Шрифт:
Интервал:
Закладка:
В центре листки были светлее, чем по краям. Их покрывали ровные строчки, выписанные тем же бисерным почерком, буковка к буковке. Казалось, писала машина, а не человеческая рука – ни помарки, ни соскользнувшего росчерка. «Ну, это бы заинтересовало графолога, наверное. Кому же мне удастся это спихнуть? За четыреста евро – никому!»

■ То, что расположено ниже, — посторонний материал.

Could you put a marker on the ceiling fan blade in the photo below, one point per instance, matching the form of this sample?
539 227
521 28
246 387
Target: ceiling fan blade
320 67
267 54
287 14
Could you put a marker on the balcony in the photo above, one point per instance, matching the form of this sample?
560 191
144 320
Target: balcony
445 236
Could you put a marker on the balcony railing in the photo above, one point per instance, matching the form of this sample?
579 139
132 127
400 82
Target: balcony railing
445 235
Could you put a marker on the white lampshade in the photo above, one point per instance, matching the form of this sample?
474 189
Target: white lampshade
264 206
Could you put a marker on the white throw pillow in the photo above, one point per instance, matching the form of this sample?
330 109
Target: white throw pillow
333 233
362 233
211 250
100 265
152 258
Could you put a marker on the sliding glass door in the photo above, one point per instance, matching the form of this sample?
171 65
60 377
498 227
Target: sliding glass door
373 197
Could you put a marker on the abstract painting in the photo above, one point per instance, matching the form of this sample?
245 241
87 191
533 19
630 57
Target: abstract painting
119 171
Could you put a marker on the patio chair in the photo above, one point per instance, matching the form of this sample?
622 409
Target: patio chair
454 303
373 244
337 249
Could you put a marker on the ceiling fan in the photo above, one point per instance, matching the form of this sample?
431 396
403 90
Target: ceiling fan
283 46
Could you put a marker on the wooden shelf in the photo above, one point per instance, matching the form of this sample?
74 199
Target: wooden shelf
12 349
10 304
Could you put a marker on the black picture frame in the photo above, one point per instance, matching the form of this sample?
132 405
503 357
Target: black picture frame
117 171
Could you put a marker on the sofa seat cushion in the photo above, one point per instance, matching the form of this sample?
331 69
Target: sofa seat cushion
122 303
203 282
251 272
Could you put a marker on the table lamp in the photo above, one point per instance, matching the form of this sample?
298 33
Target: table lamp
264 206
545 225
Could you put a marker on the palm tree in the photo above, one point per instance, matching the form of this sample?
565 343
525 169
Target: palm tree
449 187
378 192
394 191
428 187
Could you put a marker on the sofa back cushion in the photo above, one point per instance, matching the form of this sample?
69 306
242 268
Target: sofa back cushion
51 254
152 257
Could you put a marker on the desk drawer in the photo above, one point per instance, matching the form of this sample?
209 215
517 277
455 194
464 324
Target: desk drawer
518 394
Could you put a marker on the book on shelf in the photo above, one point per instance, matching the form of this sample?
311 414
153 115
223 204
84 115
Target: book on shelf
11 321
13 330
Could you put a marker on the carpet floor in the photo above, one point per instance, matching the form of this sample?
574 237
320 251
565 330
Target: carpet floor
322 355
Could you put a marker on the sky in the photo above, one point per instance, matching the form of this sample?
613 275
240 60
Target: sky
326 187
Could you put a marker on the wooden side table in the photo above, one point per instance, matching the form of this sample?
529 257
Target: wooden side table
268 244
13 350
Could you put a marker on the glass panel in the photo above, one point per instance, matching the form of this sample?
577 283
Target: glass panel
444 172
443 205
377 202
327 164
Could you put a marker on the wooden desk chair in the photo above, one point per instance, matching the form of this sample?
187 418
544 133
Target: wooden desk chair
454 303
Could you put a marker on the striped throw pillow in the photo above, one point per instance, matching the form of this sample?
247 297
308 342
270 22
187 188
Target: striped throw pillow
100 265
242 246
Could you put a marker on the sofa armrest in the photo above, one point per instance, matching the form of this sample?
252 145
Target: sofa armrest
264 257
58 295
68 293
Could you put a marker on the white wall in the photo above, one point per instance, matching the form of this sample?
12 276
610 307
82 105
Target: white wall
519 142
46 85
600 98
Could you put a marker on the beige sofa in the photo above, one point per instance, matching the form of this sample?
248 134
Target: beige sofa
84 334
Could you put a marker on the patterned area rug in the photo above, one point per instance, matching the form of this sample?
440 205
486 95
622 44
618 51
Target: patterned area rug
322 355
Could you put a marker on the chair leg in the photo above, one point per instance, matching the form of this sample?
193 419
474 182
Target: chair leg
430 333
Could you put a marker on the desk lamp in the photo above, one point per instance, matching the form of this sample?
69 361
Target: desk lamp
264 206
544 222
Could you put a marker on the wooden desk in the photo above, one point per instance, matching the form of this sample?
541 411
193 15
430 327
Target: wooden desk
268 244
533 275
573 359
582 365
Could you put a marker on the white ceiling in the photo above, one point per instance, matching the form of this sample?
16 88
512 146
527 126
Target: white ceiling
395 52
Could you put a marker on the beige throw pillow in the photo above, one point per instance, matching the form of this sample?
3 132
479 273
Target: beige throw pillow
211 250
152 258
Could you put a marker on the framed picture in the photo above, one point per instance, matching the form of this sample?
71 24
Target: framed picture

Александра бегло пересмотрела и пересчитала письма. Их оказалось более двадцати, они охватывали краткий период – 1635 и 1636 годы. Автор писал по-французски. Его личность, как и личность адресата, художница установила без труда. В переписке состояли две женщины, очевидно, сестры. Начинались письма стереотипно: «Моя дорогая Доротея!», а заканчивались так же, как под копирку: «Вечно любящая тебя Каролина». Александра прочитала половину одного письма, заглянула в другое, третье и окончательно убедилась, что это замужняя старшая сестра, уехавшая из родного города Брюгге, писала младшей. Младшая, Доротея Ван Хейс, судя по всему, была очень молода, так как Каролина то и дело пускала в ход оборот: «Написала бы больше, но ты ведь еще совсем дитя!» Александра почувствовала, что эта переписка начинает ее увлекать, и уже не жалела о напрасно потраченных деньгах. Напротив, сейчас ее томил и тревожил азарт, знакомый лишь коллекционеру, внезапно приоткрывшему дверь в прошлое. «Даю голову на отсечение, этих писем никто до меня не читал! Может, скука смертная, а может, целый роман!»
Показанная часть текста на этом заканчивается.